L’aspettativa di vita dell’umano appare breve e la sedazione
terminale sembra già attivata. In ogni caso assistiamo ad una corsa verso una
narrazione auto.distruttiva dell’uomo in quanto tale, come natural, ma con
quale rivelazione, svelamento o manifestazione?

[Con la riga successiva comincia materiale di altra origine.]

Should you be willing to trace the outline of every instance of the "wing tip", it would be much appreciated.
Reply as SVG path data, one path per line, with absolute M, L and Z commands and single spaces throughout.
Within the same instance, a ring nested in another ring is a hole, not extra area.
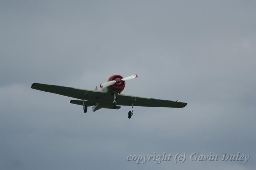
M 35 83 L 32 83 L 32 84 L 31 85 L 31 89 L 33 89 L 33 87 L 34 87 L 34 85 L 35 85 Z

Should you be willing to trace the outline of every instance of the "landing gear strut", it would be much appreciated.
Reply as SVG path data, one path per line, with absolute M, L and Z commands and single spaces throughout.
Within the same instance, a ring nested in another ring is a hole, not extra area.
M 114 93 L 114 101 L 113 102 L 113 108 L 115 109 L 116 107 L 116 93 Z
M 87 112 L 87 109 L 88 107 L 87 106 L 84 105 L 84 97 L 83 99 L 83 109 L 84 110 L 84 112 L 86 113 Z
M 130 119 L 133 115 L 133 103 L 132 103 L 132 111 L 129 111 L 128 112 L 128 118 Z

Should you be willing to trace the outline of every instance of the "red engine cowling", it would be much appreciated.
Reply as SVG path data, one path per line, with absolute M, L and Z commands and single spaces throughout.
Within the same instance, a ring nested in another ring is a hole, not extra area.
M 117 82 L 113 85 L 109 86 L 108 88 L 110 90 L 114 92 L 121 92 L 125 87 L 125 81 L 121 81 L 121 79 L 123 78 L 123 76 L 118 74 L 112 76 L 109 78 L 108 81 L 116 80 Z

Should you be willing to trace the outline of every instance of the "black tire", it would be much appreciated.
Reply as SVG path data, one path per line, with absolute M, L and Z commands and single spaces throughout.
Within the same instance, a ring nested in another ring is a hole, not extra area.
M 87 109 L 88 108 L 88 107 L 87 106 L 84 106 L 84 113 L 86 113 L 87 112 Z
M 116 107 L 116 102 L 114 102 L 113 103 L 113 108 L 115 109 Z
M 129 119 L 131 119 L 131 117 L 132 117 L 132 112 L 131 112 L 131 111 L 129 111 L 129 112 L 128 112 L 128 118 Z

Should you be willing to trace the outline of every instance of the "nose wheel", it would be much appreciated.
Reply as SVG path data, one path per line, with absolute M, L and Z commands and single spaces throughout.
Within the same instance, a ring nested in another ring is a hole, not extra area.
M 114 93 L 114 101 L 113 102 L 113 108 L 115 109 L 116 107 L 116 93 Z
M 132 103 L 132 111 L 129 111 L 128 112 L 128 118 L 131 119 L 132 116 L 133 115 L 133 103 Z

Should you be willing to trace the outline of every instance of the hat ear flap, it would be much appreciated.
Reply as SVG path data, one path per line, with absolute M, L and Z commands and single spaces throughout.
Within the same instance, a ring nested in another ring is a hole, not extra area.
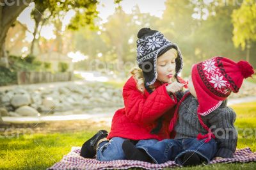
M 176 65 L 175 73 L 177 73 L 179 72 L 179 70 L 180 70 L 181 68 L 181 61 L 180 58 L 179 56 L 175 58 L 175 65 Z

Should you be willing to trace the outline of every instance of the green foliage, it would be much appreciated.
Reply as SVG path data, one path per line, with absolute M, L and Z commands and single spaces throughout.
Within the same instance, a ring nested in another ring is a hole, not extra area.
M 16 72 L 4 66 L 0 66 L 0 86 L 17 82 Z
M 256 42 L 256 3 L 254 0 L 243 1 L 240 8 L 234 10 L 233 41 L 236 47 L 245 49 L 246 44 Z
M 65 72 L 68 69 L 68 65 L 66 63 L 59 62 L 59 63 L 58 64 L 58 68 L 59 72 Z
M 44 67 L 45 71 L 51 71 L 52 68 L 52 64 L 48 62 L 44 63 Z
M 24 58 L 20 56 L 9 56 L 10 68 L 0 67 L 0 86 L 13 84 L 17 83 L 18 72 L 40 72 L 50 71 L 51 63 L 43 63 L 36 59 L 33 56 L 28 56 Z M 43 67 L 44 66 L 44 67 Z
M 33 55 L 28 55 L 26 58 L 24 58 L 24 60 L 28 63 L 33 63 L 33 62 L 35 60 L 36 57 Z

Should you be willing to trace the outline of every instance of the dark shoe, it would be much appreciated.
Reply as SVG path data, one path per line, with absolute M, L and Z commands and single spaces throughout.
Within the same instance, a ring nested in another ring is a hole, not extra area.
M 129 140 L 124 141 L 122 148 L 125 157 L 128 160 L 140 160 L 147 162 L 152 162 L 152 158 L 143 150 L 138 149 Z
M 97 143 L 99 140 L 106 137 L 108 134 L 108 132 L 104 130 L 99 131 L 83 144 L 80 156 L 86 158 L 92 158 L 96 155 L 96 145 Z
M 193 166 L 200 165 L 202 160 L 197 153 L 193 151 L 188 151 L 183 157 L 182 166 Z

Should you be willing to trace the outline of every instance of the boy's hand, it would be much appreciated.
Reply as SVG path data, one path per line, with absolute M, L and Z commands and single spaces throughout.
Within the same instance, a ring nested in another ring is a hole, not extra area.
M 175 93 L 182 89 L 184 84 L 175 81 L 166 86 L 166 90 L 168 93 Z
M 221 160 L 223 159 L 224 158 L 223 157 L 216 157 L 215 158 L 213 158 L 214 160 Z

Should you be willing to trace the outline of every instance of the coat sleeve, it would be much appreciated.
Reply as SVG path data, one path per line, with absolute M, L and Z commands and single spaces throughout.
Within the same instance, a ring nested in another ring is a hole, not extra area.
M 137 89 L 132 77 L 124 86 L 123 97 L 126 116 L 143 123 L 153 122 L 177 104 L 176 97 L 169 95 L 164 84 L 146 97 Z
M 232 158 L 236 151 L 237 134 L 234 123 L 236 120 L 235 112 L 229 107 L 220 108 L 214 112 L 216 115 L 209 120 L 209 123 L 215 135 L 218 143 L 216 157 Z

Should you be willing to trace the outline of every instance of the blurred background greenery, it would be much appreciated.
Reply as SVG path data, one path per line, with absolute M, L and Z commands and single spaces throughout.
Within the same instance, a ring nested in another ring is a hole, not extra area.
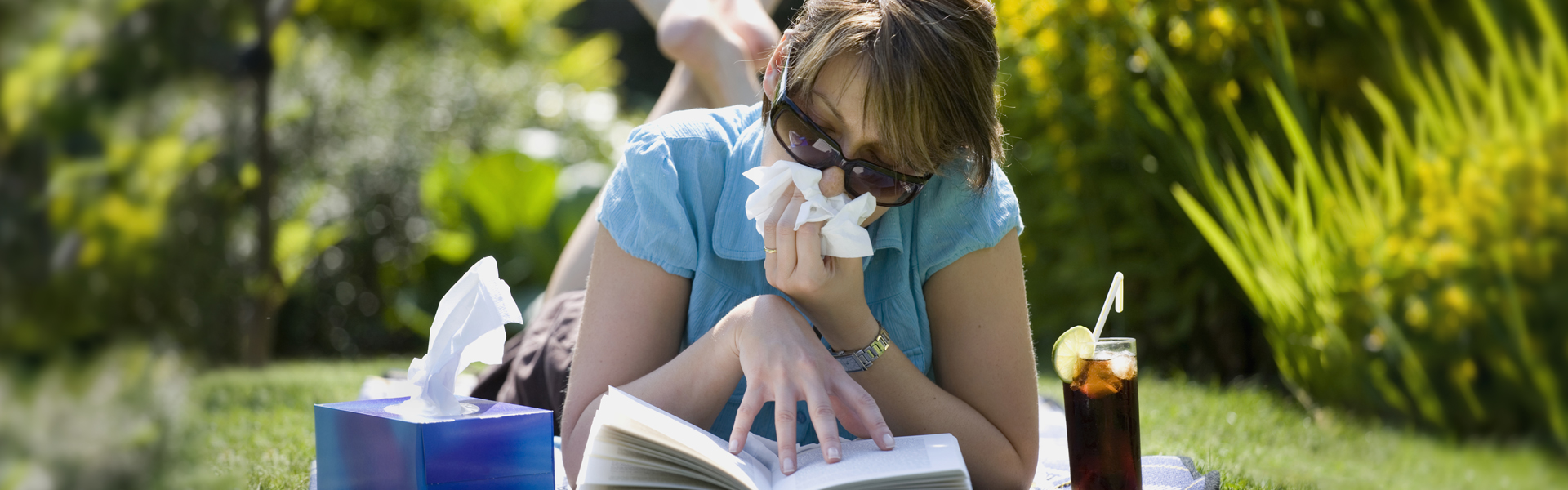
M 1560 457 L 1568 9 L 997 11 L 1036 349 L 1120 270 L 1152 372 Z M 226 485 L 158 470 L 273 404 L 213 369 L 417 355 L 483 256 L 530 305 L 652 46 L 624 0 L 0 0 L 0 488 Z

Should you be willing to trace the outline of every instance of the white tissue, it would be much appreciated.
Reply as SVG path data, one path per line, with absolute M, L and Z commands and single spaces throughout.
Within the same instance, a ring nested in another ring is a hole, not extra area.
M 387 407 L 389 411 L 455 416 L 478 410 L 458 404 L 453 393 L 458 374 L 474 361 L 500 364 L 506 324 L 522 324 L 522 313 L 495 272 L 495 258 L 483 258 L 441 297 L 436 322 L 430 325 L 430 350 L 408 364 L 414 396 Z
M 823 196 L 817 182 L 822 171 L 789 160 L 773 162 L 771 166 L 748 170 L 743 176 L 757 182 L 757 192 L 746 196 L 746 217 L 757 221 L 757 234 L 762 234 L 762 221 L 773 215 L 773 206 L 793 182 L 806 195 L 806 203 L 800 206 L 795 217 L 795 228 L 811 221 L 828 221 L 822 225 L 822 254 L 834 258 L 864 258 L 872 254 L 872 236 L 861 226 L 867 217 L 877 210 L 877 198 L 862 193 L 853 201 L 842 193 Z

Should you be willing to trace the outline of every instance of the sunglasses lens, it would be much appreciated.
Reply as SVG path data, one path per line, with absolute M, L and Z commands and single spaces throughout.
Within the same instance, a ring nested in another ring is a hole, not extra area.
M 801 165 L 823 170 L 844 160 L 844 155 L 839 155 L 839 151 L 828 144 L 826 137 L 801 121 L 792 110 L 779 112 L 778 119 L 773 121 L 773 133 Z
M 845 176 L 847 179 L 844 181 L 850 190 L 856 195 L 869 193 L 881 204 L 898 204 L 905 196 L 919 188 L 919 184 L 897 181 L 892 176 L 861 165 L 850 165 Z
M 798 163 L 817 170 L 842 165 L 844 184 L 848 187 L 850 195 L 859 196 L 869 193 L 878 204 L 898 206 L 920 190 L 920 184 L 894 179 L 891 174 L 853 160 L 845 162 L 844 155 L 828 143 L 828 137 L 801 119 L 789 107 L 779 107 L 775 115 L 773 137 L 779 140 L 784 151 L 790 157 L 795 157 Z

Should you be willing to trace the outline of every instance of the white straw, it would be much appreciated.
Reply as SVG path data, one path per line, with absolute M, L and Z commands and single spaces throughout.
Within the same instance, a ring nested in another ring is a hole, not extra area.
M 1116 313 L 1121 313 L 1121 273 L 1118 272 L 1115 278 L 1110 280 L 1110 292 L 1105 294 L 1105 306 L 1099 308 L 1099 322 L 1094 322 L 1094 341 L 1099 341 L 1099 331 L 1105 328 L 1105 317 L 1110 316 L 1110 303 L 1116 302 Z

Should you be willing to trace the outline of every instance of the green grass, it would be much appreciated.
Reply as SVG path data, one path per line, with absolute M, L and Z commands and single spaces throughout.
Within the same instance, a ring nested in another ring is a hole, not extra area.
M 312 404 L 351 400 L 365 375 L 408 361 L 279 363 L 202 374 L 176 487 L 306 488 Z M 1060 383 L 1041 393 L 1060 399 Z M 1312 416 L 1281 394 L 1146 377 L 1143 451 L 1190 455 L 1225 488 L 1568 488 L 1563 460 L 1537 448 L 1452 443 L 1336 411 Z

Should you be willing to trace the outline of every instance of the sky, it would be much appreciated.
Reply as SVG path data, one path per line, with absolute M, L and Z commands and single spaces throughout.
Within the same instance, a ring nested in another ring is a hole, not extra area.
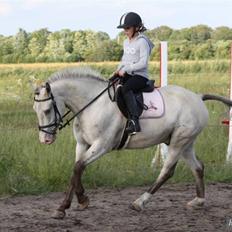
M 181 29 L 199 24 L 232 28 L 232 0 L 0 0 L 0 34 L 19 28 L 103 31 L 113 39 L 121 15 L 134 11 L 145 26 Z

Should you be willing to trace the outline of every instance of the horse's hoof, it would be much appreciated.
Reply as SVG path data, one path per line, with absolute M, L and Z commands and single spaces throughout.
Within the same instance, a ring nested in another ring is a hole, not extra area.
M 133 202 L 132 204 L 130 204 L 129 208 L 137 212 L 140 212 L 143 210 L 143 208 L 140 205 L 136 204 L 136 202 Z
M 199 208 L 203 207 L 205 204 L 205 198 L 195 197 L 192 201 L 187 203 L 188 207 Z
M 82 203 L 79 203 L 79 207 L 78 210 L 84 210 L 86 208 L 88 208 L 89 206 L 89 198 L 87 196 L 85 196 L 85 199 Z
M 65 217 L 65 211 L 56 210 L 52 214 L 52 218 L 54 219 L 63 219 L 64 217 Z

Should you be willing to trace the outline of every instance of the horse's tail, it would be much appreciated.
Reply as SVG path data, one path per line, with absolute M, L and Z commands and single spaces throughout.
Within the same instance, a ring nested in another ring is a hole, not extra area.
M 216 100 L 216 101 L 220 101 L 223 102 L 224 104 L 228 105 L 228 106 L 232 106 L 232 101 L 229 98 L 226 97 L 222 97 L 222 96 L 218 96 L 218 95 L 212 95 L 212 94 L 203 94 L 201 96 L 201 99 L 203 101 L 207 101 L 207 100 Z

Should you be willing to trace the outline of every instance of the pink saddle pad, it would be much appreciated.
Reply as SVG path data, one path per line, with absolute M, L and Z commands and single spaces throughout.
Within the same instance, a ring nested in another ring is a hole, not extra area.
M 165 105 L 159 89 L 154 89 L 150 93 L 143 93 L 143 101 L 148 109 L 143 110 L 140 118 L 160 118 L 164 115 Z

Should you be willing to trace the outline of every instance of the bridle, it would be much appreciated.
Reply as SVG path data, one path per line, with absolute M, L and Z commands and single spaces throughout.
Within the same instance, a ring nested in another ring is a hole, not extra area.
M 67 125 L 70 125 L 70 122 L 75 117 L 77 117 L 80 113 L 82 113 L 88 106 L 90 106 L 94 101 L 96 101 L 106 91 L 108 91 L 109 97 L 110 97 L 111 101 L 113 101 L 112 97 L 111 97 L 111 95 L 109 93 L 109 89 L 110 89 L 111 86 L 114 86 L 114 84 L 118 80 L 119 80 L 119 77 L 117 77 L 117 76 L 116 77 L 114 77 L 114 76 L 111 77 L 110 81 L 108 83 L 108 86 L 105 89 L 103 89 L 95 98 L 93 98 L 87 105 L 85 105 L 82 109 L 80 109 L 77 113 L 75 113 L 70 119 L 66 120 L 65 123 L 63 122 L 63 119 L 71 112 L 71 110 L 69 109 L 63 116 L 61 116 L 61 114 L 60 114 L 60 112 L 58 110 L 56 101 L 54 99 L 54 96 L 52 94 L 50 84 L 47 82 L 45 88 L 47 90 L 49 90 L 50 97 L 44 98 L 44 99 L 36 99 L 36 94 L 35 94 L 34 101 L 35 102 L 46 102 L 46 101 L 51 100 L 53 110 L 54 110 L 54 113 L 55 113 L 55 120 L 54 120 L 54 122 L 52 122 L 50 124 L 47 124 L 47 125 L 43 125 L 43 126 L 38 125 L 39 131 L 43 131 L 44 133 L 47 133 L 47 134 L 50 134 L 50 135 L 55 135 L 57 128 L 59 128 L 59 130 L 62 130 Z M 115 89 L 114 89 L 114 92 L 115 92 Z M 49 129 L 49 128 L 52 128 L 52 129 Z M 46 129 L 49 129 L 49 130 L 46 130 Z

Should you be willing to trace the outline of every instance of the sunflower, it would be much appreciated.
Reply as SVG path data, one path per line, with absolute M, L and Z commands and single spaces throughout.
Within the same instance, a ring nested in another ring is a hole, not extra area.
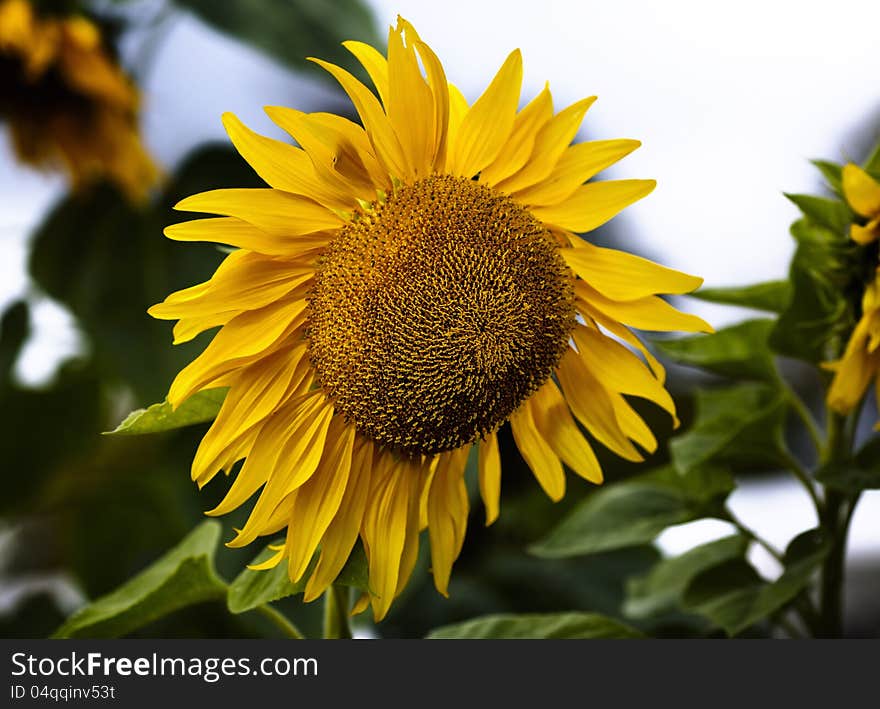
M 286 528 L 258 568 L 286 560 L 298 580 L 317 552 L 305 590 L 312 600 L 360 538 L 370 590 L 358 608 L 372 603 L 379 620 L 406 584 L 425 528 L 434 584 L 447 594 L 473 448 L 487 524 L 499 514 L 498 429 L 508 421 L 552 500 L 565 493 L 563 465 L 601 482 L 578 422 L 593 441 L 640 461 L 657 442 L 626 397 L 675 417 L 663 367 L 628 326 L 711 328 L 657 296 L 692 291 L 701 279 L 575 236 L 654 187 L 587 182 L 639 146 L 570 144 L 595 97 L 554 113 L 544 88 L 518 111 L 517 50 L 468 105 L 402 19 L 387 57 L 359 42 L 345 47 L 378 96 L 314 61 L 351 97 L 362 126 L 267 108 L 297 147 L 226 114 L 235 147 L 271 187 L 177 205 L 220 216 L 173 225 L 168 237 L 238 248 L 209 281 L 150 313 L 178 320 L 176 342 L 220 328 L 168 400 L 229 388 L 192 466 L 202 486 L 244 461 L 208 513 L 256 495 L 229 546 Z
M 843 166 L 842 177 L 846 201 L 867 220 L 864 225 L 853 224 L 850 236 L 856 243 L 869 244 L 880 236 L 880 182 L 852 163 Z
M 137 107 L 137 90 L 95 24 L 0 0 L 0 119 L 22 162 L 62 167 L 74 187 L 105 177 L 142 197 L 157 170 L 138 135 Z
M 859 244 L 870 244 L 880 236 L 880 183 L 858 165 L 844 165 L 843 194 L 853 211 L 866 220 L 853 223 L 850 236 Z M 876 259 L 876 256 L 872 258 Z M 848 414 L 861 401 L 880 370 L 880 271 L 862 296 L 862 314 L 846 344 L 843 356 L 825 365 L 834 372 L 828 389 L 828 406 Z M 880 380 L 877 380 L 880 401 Z M 880 430 L 880 423 L 875 428 Z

L’obiettivo più o meno dichiarato dell’attacco all’umano è
implicitamente o esplicitamente la sua estinzione, la sua inutilità, il suo
superamento, il suo annientamento o il suo sleepery slope suicidario. L’Umano
sarebbe “scaduto” o avrebbe fallito o come intitola il filosofo David Benatar:
Better never to have been: the harm of coming into existence.